Text BIRNA GUÐRÚN BALDURSDÓTTIR
”When we moved to Iceland, there was a rather limited range of breads available and one of the few things we missed from our homeland was the German bread. I therefore began reading up on bread and sourdough baking and eventually I decided to learn to be a baker.”
Dörthe and her husband Jens, who both come from Germany, met while travelling in Iceland in 2001. They continued visiting Iceland during their summer holidays but in 2011, they decided to move to the country. “We wanted to experience the Icelandic winter and planned to stay here for six months, but nine years later and three children richer, we are still here and together run the bakery Litla Brauðstofan in Hveragerði village. When we moved to Iceland, there was a rather limited range of breads available and one of the few things we missed from our homeland was the German bread. I therefore began reading up on bread and sourdough baking and eventually I decided to learn to be a baker.”
Since graduating, Dörthe has made interesting experiments with Icelandic ingredients for her breads. “I place great emphasis on using Icelandic ingredients and for a while we produced three different kinds of breads which were 100% Icelandic; Iceland Moss Bread (Fjallagrasabrauð) with wholewheat and barley flour, Ice Corn Bread (Ískornabrauð) with rye flour, and Potato Bread (Kartöflubrauð) with wholewheat, potatoes and thyme. I don’t know whether this is the only wholly Icelandic bread but I have not heard of others.”

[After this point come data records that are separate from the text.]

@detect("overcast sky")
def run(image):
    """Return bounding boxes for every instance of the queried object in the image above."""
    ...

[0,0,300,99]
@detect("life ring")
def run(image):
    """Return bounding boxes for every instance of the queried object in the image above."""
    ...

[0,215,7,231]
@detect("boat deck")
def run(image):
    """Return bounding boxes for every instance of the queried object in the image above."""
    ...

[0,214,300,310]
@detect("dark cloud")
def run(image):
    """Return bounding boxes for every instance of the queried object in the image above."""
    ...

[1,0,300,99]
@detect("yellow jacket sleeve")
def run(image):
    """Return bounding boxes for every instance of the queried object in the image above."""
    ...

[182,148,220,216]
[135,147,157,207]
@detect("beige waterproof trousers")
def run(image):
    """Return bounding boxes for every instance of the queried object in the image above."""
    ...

Dörthe says that the baking qualities of the Icelandic corn are quite distinct and adds that this past summer was unfortunately not favourable to Icelandic corn farmers. “We had to pause the production of the wholly Icelandic bread, at least for a while. We nonetheless mix a considerable amount of Icelandic ingredients in our other breads, such as wholewheat, common barley and common barley flakes from Móðir jörð and ingredients from Þorvaldseyri farm, such as rapeseed oil and barley flour.” We also use Iceland moss, thyme and other herbs, as well as Icelandic salt. I am pleased with the Icelandic wholewheat and feel that it gives more flavour and is more satiating than imported corn”, Dörthe finally says. She says that she will continue experimenting with the Icelandic ingredients, as well as teaching the public how to bake using sourdough in courses held by Litla brauðstofan.